ACCESIBILITY – Last year Nina Gruen had hip surgery, which could have made life with stairs complicated. Of course, her 22nd-floor condo is served by an elevator – a requirement Gruen had for any building they considered. She wanted to make sure she could get in and out.
It’s something Somers also considers with her clients. When looking at a new property, accessibility is essential. There must be an elevator in a condo or apartment building; if not, consider only ground-level units. The same goes for houses – they should be single story or at least have a first-floor master suite.
LOCATION – The Gruens’ ultimate goal was simple: They wanted to be near all the activities they love – the opera, the ballet, the museums. “Location was a big consideration,” she says.
“You need to make sure that location works with your interests,” Somers agrees. “How close do you want to be to your children? Do you want to go to events? Be in a religious group? Enjoy entertainment? I want my clients having a social life other than going to doctors’ appointments.”
MOBILITY – Being able to move freely from one room to another is something we usually take for granted. But Somers says it can quickly become a struggle.
“Things change when you’re in a wheelchair,” she says. The thresholds between rooms become small mountains. Thick carpet can be impossible to navigate. And narrow halls and doorways can effectively close off entire portions of the home.
To avoid this, look for zero-rise thresholds. They make it easier to walk – or roll – between rooms. Check if halls and doorways are wide enough for a wheelchair to navigate. Somers also suggests installing wood floors, which are easy to roll over. They also have more give than tile, so they’re easier on the knees when walking.

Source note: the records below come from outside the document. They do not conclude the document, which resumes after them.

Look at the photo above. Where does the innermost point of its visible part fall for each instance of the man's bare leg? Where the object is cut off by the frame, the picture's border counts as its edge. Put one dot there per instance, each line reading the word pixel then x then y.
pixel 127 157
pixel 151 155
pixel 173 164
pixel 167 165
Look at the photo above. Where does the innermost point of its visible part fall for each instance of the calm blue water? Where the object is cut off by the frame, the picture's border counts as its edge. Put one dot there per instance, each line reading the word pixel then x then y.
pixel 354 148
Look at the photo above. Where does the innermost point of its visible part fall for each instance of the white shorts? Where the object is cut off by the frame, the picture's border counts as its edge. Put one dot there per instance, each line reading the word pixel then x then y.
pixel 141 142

Plus, says Somers, “They look great.”
ADAPTABILITY – Most condos have only one door; the Gruens’ has two. “If we ever need a caretaker, they can have their own entrance,” she says. That sort of flexibility ensures that Gruen and her husband can enjoy their space for as long as they choose.
Somers says older adults generally want to remain in familiar settings as long as they can. An adaptable space – such as a garage that can become a caregiver suite – secondary access and an open floor plan help to make that easier.
“These are things that people can and should think about,” Somers says.
Gruen, for one, is glad that she and her husband did just that. “We downsized our home,” she says, “but we upgraded our lives.”